Fugaku, kau kemanakan jiwa polos anakmu? Minato meringis, menggelengkan kepala. "Siapa bilang? Ada hantu di dunia ini. Kemarin aku melihatnya."

"Tidak ada hantu." Sasuke meletakkan cangkirnya, melotot ke arah Minato. Sang yondaime itu bersumpah kalau mata onyx Sasuke menjadi sebundar bola pingpong ketika dia melotot seperti itu.

Lucunya. Minato meringis semakin menjadi-jadi, apalagi ketika melihat Naruto yang memucat. Bocah itu cepat-cepat menyingkirkan ramen di tangannya dan memeluk lengan ayahnya. Minato jadi teringat dulu ketika masih kecil, Kushina sempat melakukan hal yang sama karena takut akan hantu. "Tapi kalian tenang saja. Hantu itu tidak akan mengganggu anak-anak." Dia cepat-cepat menenangkan Naruto. Dia tidak bisa membayangkan amukan Kushina kalau Naruto tiba-tiba takut untuk tidur sendiri atau takut untuk ke toilet dan mengompol di celana.

"Benarkah, dattebayo?" Naruto menghela napas lega. "Kita masih anak-anak kan? Ya kan, Sasuke?"

"Hantu itu tidak ada. Dan aku bukan anak-anak." Sasuke memanyunkan bibirnya, menyilangkan lengannya sambil melotot lagi ke arah Minato.

"Intinya, hantu itu cuma mau menculik wanita cantik yang suka berkeliaran malam-malam." Minato menganggukkan kepala dengan mantap. Menculik cewek cantik malam-malam? Memangnya Jiraiya? Minato cepat-cepat menggelengkan kepalanya ketika wajah sang sensei muncul di benaknya. "Jadi Sakura jangan keluar malam-malam ya?" Minato mengusap kepala Sakura.

"Hah?" Gadis itu mendongak, menatap Minato dengan tatapan bingung.

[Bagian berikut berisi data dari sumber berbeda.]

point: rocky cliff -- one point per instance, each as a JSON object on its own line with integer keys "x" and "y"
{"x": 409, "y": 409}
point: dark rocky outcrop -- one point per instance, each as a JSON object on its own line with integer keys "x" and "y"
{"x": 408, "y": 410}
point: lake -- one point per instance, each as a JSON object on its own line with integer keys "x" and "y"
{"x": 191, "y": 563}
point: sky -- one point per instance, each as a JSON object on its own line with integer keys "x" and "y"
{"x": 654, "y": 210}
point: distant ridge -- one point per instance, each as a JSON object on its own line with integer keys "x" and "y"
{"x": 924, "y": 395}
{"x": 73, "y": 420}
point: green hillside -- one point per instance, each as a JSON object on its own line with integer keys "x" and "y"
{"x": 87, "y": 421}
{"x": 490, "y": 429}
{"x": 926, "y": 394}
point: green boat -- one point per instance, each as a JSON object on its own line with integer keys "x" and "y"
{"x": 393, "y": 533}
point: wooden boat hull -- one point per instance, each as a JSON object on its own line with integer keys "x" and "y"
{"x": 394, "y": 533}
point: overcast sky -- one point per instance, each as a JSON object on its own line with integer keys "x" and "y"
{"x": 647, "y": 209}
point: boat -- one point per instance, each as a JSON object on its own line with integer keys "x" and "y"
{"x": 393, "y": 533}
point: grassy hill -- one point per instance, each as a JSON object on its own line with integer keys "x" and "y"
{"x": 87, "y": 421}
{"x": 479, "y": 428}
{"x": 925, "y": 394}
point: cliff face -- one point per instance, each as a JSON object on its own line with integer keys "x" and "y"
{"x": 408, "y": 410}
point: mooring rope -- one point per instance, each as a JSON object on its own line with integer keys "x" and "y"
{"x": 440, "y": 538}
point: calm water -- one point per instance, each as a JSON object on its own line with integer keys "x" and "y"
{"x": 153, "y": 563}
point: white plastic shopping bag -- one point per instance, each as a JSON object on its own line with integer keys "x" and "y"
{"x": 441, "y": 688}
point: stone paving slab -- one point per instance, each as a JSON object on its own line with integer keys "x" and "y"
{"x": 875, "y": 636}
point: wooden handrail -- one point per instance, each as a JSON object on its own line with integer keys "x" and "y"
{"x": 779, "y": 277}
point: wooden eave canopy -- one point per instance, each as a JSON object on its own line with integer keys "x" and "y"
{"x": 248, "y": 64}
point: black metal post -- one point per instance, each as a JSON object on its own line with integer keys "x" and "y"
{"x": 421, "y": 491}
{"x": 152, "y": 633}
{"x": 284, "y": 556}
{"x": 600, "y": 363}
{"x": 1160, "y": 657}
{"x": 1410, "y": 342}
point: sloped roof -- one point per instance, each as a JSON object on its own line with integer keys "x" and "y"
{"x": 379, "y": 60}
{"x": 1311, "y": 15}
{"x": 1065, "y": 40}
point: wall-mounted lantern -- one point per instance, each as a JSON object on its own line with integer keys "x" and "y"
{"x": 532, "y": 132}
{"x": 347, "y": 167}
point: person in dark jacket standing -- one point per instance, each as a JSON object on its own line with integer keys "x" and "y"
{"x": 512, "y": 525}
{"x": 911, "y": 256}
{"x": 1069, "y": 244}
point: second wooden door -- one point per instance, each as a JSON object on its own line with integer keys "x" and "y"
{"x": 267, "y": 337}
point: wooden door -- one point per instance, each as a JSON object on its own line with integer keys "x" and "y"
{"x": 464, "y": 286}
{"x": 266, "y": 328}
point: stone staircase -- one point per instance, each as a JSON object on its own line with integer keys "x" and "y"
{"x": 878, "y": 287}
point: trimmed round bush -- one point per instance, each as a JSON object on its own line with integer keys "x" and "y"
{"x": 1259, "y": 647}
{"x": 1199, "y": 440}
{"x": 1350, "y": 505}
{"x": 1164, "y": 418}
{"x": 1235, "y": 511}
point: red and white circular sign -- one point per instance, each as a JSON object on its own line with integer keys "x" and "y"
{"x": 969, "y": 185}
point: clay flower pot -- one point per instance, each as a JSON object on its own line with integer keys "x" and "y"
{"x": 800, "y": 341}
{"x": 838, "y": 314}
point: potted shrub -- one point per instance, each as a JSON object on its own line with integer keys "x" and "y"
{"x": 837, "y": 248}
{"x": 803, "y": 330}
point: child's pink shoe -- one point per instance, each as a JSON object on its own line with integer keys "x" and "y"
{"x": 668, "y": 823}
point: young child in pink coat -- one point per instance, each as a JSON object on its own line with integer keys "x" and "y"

Minato tertawa. Sepertinya Sakura terlalu sibuk mencoba untuk menggunakan sumpit sehingga tidak mendengar apa yang diucapkannya. Minato mengangkat tangannya, meminta garpu dari pelayan. "Ya sudah, ayo makan, lalu aku akan mengantar kalian kembali ke akademi." Minato masih meringis ketika dia menyeruput ramennya. Dia memang punya waktu luang dan sengaja membawa tiga bocah di depannya ini untuk makan siang di Ichiraku. "Sasuke-kun, hantu itu benar-benar ada loh." Minato masih bersikeras.

"Tidak ada." Mata onyx sebesar bola pingpong itu melebar menjadi-jadi, membuat Minato tertawa terbahak-bahak, nyaris memuncratkan ramen di mulutnya.

xxx

"Naruto, kau suka apa?"

"Ramen!" Naruto menjawab pertanyaan Sakura tanpa ragu.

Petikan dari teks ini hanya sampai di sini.